多様性という全体主義 その1

 スポーツも文化も社会も「多様性」「多様性」の大合唱である。だが、前回の三島のエントリーにからめれば、三島は、「多様性」が「全体主義」と不可分であることを喝破していた。というか、三島は、基本的にマイノリティー問題を「ヒューマニズム疎外論」として「政治」利用されているだけで、それは真の問題ではないという認識をもっていた。

 

しかし戦後の日本にとっては、真の異民族問題はありえず、在日朝鮮人問題は、国際問題でありリフュジーの問題であっても、日本国民内部の問題ではありえない。これを内部の問題であるかの如く扱う一部の扱いには、明らかに政治的意図があって、先進工業国における革命主体として異民族の利用価値を認めたものに他ならない。そこには、しかし、日本の民族主義との矛盾が論理的に存在するにもかかわらず、ヴェトナム戦争アメリカの黒人暴動とが、かかる「手段としての民族主義」を、ヒューマニズムの仮面の下に、正当化したのである。
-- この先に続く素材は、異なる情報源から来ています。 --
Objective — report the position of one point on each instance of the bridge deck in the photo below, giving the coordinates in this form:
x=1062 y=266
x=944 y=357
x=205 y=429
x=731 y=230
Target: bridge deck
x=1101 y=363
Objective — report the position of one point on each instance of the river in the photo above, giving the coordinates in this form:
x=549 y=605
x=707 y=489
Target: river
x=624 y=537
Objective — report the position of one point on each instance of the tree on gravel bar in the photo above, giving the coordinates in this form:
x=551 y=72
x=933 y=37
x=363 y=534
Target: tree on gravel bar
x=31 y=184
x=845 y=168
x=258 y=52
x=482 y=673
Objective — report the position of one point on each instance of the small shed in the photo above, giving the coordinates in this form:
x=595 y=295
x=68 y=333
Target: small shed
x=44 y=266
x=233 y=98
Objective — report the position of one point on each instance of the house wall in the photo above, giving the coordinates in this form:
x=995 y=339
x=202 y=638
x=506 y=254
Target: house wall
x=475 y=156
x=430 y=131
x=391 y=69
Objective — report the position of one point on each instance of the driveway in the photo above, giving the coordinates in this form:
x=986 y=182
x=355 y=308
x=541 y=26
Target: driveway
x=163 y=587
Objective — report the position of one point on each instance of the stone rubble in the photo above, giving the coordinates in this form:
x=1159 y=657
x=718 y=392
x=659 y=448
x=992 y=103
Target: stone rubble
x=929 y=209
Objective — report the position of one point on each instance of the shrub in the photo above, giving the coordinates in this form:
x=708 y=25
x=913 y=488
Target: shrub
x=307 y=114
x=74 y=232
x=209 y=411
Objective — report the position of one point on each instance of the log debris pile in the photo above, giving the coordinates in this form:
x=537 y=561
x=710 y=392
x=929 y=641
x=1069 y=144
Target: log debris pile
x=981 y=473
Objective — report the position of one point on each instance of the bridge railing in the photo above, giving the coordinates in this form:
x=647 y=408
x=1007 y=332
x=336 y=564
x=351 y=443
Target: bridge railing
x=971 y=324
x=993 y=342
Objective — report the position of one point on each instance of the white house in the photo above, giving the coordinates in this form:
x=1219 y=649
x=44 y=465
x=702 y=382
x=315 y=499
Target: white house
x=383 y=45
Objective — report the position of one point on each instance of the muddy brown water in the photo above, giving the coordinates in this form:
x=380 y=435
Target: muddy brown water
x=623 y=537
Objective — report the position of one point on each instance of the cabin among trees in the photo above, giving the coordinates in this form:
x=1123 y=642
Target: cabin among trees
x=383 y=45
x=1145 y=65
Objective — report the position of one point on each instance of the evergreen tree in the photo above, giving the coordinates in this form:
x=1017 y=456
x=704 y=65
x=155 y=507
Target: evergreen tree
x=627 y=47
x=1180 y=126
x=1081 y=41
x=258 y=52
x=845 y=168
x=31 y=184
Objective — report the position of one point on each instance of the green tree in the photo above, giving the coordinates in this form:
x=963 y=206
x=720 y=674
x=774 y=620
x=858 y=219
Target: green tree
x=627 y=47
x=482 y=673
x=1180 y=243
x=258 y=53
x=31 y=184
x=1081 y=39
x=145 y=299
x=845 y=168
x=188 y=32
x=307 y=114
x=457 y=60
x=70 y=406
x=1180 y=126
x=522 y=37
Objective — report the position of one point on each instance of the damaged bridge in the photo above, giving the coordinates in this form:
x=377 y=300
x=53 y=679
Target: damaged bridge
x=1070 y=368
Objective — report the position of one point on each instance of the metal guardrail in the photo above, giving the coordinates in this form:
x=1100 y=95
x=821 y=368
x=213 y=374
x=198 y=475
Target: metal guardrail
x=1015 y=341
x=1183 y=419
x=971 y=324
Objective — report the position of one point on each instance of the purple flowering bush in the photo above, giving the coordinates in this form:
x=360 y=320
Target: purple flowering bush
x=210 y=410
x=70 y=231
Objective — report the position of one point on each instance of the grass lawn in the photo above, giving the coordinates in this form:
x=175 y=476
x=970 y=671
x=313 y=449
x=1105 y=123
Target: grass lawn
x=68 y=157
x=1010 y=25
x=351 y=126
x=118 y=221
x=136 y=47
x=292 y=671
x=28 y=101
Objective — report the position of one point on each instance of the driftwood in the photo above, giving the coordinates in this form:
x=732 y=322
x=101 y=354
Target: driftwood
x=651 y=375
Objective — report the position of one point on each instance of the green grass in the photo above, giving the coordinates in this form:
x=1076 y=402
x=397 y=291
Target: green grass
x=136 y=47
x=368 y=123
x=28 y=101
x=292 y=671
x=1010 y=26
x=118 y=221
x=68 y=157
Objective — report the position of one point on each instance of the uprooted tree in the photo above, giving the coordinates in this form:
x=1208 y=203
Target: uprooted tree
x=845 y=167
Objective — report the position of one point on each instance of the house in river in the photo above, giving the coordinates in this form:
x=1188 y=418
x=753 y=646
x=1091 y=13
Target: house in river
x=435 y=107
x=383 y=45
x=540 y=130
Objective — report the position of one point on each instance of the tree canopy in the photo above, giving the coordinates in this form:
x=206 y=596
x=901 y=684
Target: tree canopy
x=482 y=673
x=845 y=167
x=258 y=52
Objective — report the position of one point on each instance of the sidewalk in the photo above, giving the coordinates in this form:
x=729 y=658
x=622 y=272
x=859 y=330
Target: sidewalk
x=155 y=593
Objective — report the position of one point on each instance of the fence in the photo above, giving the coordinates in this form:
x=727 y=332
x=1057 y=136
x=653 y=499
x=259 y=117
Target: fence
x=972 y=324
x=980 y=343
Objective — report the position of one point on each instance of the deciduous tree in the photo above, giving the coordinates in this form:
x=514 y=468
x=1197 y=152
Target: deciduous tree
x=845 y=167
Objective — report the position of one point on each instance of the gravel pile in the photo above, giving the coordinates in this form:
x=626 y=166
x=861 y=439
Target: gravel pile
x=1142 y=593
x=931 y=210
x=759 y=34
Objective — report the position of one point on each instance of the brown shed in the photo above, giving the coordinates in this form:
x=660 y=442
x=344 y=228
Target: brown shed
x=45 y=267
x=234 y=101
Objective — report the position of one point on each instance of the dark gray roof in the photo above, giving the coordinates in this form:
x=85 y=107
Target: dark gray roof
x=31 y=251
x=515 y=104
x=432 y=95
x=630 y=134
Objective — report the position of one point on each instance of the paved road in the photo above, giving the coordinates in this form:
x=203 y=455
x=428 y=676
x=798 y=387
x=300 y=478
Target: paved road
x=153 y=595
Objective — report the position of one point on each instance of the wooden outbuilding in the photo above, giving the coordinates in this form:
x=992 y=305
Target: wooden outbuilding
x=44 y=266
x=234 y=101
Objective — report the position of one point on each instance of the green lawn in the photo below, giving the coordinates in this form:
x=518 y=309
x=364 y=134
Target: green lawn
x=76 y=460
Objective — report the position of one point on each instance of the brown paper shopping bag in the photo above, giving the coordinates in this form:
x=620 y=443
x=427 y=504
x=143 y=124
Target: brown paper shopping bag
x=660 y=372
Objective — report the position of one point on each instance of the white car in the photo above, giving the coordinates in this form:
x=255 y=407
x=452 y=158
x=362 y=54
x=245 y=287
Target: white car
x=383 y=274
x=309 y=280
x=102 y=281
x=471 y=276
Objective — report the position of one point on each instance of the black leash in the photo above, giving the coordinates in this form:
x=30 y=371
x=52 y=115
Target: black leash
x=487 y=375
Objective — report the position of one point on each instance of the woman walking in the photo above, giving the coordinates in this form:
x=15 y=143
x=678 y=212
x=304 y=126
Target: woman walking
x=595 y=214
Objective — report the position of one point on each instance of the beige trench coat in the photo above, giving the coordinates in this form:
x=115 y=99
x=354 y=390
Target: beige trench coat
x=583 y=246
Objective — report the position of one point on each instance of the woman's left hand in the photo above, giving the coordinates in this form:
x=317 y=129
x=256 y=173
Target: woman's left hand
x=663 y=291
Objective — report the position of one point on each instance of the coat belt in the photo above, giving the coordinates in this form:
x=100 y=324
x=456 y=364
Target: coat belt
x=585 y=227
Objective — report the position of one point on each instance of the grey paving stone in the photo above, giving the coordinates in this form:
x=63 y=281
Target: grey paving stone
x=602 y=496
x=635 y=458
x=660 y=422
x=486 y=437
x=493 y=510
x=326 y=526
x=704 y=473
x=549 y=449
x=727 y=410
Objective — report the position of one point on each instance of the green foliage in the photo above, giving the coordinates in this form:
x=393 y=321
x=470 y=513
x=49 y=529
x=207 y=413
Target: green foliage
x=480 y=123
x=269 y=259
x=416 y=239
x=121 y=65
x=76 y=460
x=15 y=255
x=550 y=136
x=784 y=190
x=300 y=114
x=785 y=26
(「文化防衛論」1968年)

 

 そして、「異民族=マイノリティー問題」を「内部」の問題として取り込もうとする(多様性!)「ヒューマニズム疎外論」が「全体主義」を必然的に要請する。それは、「「全体」の独占」を本質とする」本質主義疎外論なのだ、と。

 

左右の全体主義文化政策は、文化主義と民族主義の仮面を巧みにかぶりながら、文化それ自体の全体性を敵視し、つねに全体性の削減へ向うのである。言論自由の弾圧の心理的根拠は、あらゆる全体性に対する全体主義の嫉妬に他ならない。全体主義は「全体」の独占を本質とするからである。

 

 三島は、この政治における「左右の全体主義」に対抗すべく、「言論の自由」を確保したうえでの「文化の全体性」を模索し、かの「文化概念としての天皇」の導入の提言へと理論的―実践的な歩を進めていったのである。

 

 難しいことではない。平たくいえば、小説の「語り手」や「視点」ではないが、「多様性」を「多様性」として認識するためには、「全体」を俯瞰するために超越(論)的な「全体性を独占」した「視点」を必要とするということだ。主戦場は常に「全体性」なのである。それが68年以降ということだ。だからこそ三島は、一方で「表現の自由」を主張しながらも、あれほどまでにそれと矛盾するかに見える「全体性」にこだわったのである。そして、「天皇」を、しかしあくまで実体とは関係のない「文化概念として」要請し、それをもって「全体」の「独占」合戦を打ち止めにしようとした。その実践の帰結は、あのとおりだ。その最期は、したがって「全体性と無限」の問題を体現しているのである。これについては、また触れよう。

 

 左派の文脈でいえば、廣松渉が、疎外論本質主義に対して、「人間は社会的諸関係の総体である」(マルクス『ドイツイデオロギー』)という社会構成論を対置した。フェミニズムの「社会構築主義」(ジェンダー(平等)主義)も同様の理論的文脈だろう。だが、この社会的諸関係の「総体」と言える(あるいは「社会」は「構築」されていると言える)「語り手」は、いったいどこにいるのか。廣松が、「フュア・ウンス=分析者の視点」と「フュア・エス=当事者の視点」というまさに「視点」の位相を区別しなければならなかったゆえんである。よく言われることだが、廣松の疎外論批判や社会構築主義は、こうして「全体=総体」を「独占」しようとする疎外論の「亡霊」を拭い去れないのだ。

 

 疎外論は、必ずや「本質=人間=故郷」からの疎外という「本質主義」を内包する。したがって、それに対する批判は怠りなく必要だが、三島や廣松の帰結を見ても、同時にそれは容易ではないことが知られよう。せめてそれを踏まえておかないと、現在のように、「多様性」(「多文化主義」や「文化相対主義」というカルチュラルレフトのタームの通俗版と捉えるべきだろう)といえば「多様性」である(になる)かのような、魔法の杖を振り回すごとき言説がのさばるばかりだろう。端的に「多様性」などと言えるのは神だけである――。寛容を謳う言説が最も傲慢なものを隠し持っており、したがっていつでも前者は後者へと転化するのだ。